3. Verify the entitlement was applied:

codesign -d --entitlements :- /path/to/your-binary | grep -A2 keychain-access-groups

4. Use permanent: true in your code:

const key = generateKey(
  'secure-enclave',
  'ES256',
  'com.myapp.signing-key',
  true,   // permanent — persisted to keychain across restarts
  false,  // requireBiometric — no Touch ID prompt (programmatic access)
  false,  // replaceIfExists — load existing key if already in keychain (get-or-create)
)

// On next process start, the key is still available:
const keys = listKeys('secure-enclave', 'com.myapp.')

Electron note: In electron-builder, pass the entitlements via mac.entitlements in electron-builder.yml:

mac:
  entitlements: entitlements.mac.plist
  entitlementsInherit: entitlements.mac.plist
  hardenedRuntime: true

Windows TPM (windows-tpm)

Keys are created inside the TPM via the Microsoft Platform Crypto Provider (CNG/NCrypt) and never leave the hardware. CNG always persists keys by name — there are no private key files on disk. The permanent parameter is ignored for this backend.

Key naming in CNG: hwkey-<label> (e.g. hwkey-signing-key).

When requireBiometric: true, NCRYPT_UI_POLICY_PROPERTY is set with NCRYPT_UI_PROTECT_KEY_FLAG, requiring Windows Hello authentication before every signing operation. Key creation will fail rather than silently creating an unprotected key if the policy cannot be applied.

// Basic usage — no Windows Hello
const key = generateKey('windows-tpm', 'ES256', 'signing-key')

// Require Windows Hello on every sign
const key = generateKey('windows-tpm', 'ES256', 'signing-key', false, true)

// List all TPM keys
const keys = listKeys('windows-tpm')

// Sign
const hash = crypto.createHash('sha256').update(payload).digest()
const { signature } = await signHash('windows-tpm', 'signing-key', hash)

// Delete
deleteKey('windows-tpm', 'signing-key')

Verifying a key exists outside your app

Unlike macOS, Windows CNG keys stored in the TPM Platform Crypto Provider can be inspected externally using PowerShell or certutil.

certutil (Command Prompt):

certutil -csp "Microsoft Platform Crypto Provider" -key -user

If the key exists, you will see its name (e.g. hwkey-signing-key) in the output under the Microsoft Platform Crypto Provider section.
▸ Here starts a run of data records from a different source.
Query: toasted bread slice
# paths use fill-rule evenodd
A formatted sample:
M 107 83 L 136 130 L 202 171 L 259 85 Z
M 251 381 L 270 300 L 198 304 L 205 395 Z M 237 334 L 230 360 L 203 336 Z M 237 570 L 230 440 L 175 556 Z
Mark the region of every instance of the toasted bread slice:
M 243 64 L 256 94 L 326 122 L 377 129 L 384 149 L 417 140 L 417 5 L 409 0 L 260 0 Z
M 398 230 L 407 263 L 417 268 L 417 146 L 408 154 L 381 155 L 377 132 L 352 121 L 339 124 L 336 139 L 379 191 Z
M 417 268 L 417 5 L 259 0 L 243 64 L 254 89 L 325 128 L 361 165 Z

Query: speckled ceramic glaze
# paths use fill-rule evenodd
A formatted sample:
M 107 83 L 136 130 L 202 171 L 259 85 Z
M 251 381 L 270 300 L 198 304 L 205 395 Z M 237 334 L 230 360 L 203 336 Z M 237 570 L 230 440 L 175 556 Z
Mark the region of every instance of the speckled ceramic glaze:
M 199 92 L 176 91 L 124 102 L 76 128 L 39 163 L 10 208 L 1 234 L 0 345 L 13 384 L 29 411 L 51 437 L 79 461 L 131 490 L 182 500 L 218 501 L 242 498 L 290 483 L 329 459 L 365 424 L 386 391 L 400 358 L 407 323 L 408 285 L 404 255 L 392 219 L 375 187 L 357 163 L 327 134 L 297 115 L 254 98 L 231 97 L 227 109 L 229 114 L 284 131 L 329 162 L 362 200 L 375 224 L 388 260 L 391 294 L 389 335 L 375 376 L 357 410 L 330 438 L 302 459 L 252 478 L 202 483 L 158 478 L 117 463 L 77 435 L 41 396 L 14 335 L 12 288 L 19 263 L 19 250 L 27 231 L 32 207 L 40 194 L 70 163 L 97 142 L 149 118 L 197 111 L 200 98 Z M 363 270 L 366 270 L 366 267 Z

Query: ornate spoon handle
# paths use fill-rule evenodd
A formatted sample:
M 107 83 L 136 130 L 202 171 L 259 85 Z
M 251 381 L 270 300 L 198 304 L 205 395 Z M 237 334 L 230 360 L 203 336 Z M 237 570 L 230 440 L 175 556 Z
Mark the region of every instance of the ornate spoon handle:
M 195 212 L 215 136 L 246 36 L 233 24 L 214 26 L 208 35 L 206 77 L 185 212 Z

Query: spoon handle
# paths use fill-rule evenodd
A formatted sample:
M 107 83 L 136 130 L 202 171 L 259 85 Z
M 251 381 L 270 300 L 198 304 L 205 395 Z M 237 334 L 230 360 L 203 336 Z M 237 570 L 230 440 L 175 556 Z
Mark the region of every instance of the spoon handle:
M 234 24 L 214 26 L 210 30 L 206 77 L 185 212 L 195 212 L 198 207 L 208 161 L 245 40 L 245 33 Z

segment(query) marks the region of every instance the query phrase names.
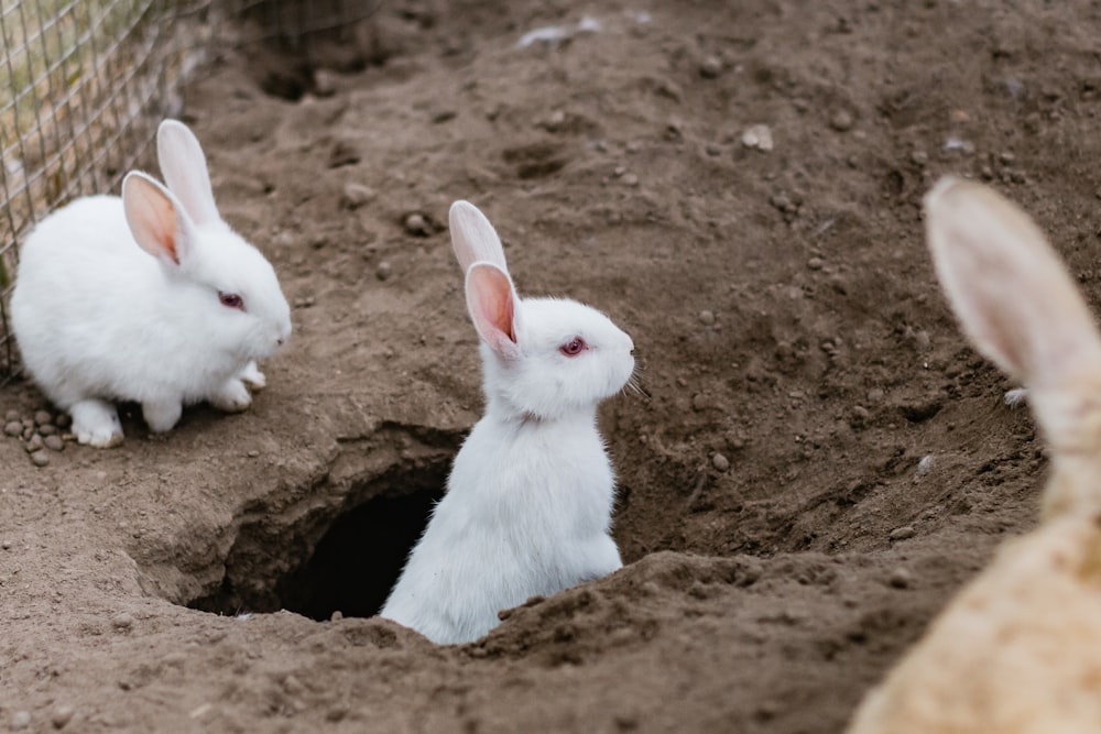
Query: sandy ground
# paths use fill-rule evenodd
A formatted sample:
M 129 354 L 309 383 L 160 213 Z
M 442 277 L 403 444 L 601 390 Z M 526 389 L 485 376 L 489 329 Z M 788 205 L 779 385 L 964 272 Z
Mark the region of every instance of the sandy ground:
M 1034 523 L 1043 447 L 958 335 L 918 206 L 991 180 L 1097 306 L 1098 22 L 395 2 L 351 34 L 360 70 L 226 54 L 187 120 L 295 336 L 244 414 L 153 437 L 131 410 L 122 447 L 43 468 L 0 439 L 0 731 L 840 731 Z M 436 647 L 370 616 L 481 407 L 457 198 L 521 293 L 632 335 L 651 398 L 601 413 L 628 566 Z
If it is absent, the key has not been created or has been deleted.


Verifying signatures on the backend service (server-side)

All backends return a raw P1363 signature (r ‖ s, 64 bytes) for ES256. Most server-side crypto libraries (Node.js, OpenSSL) expect DER-encoded signatures, so a conversion step is required.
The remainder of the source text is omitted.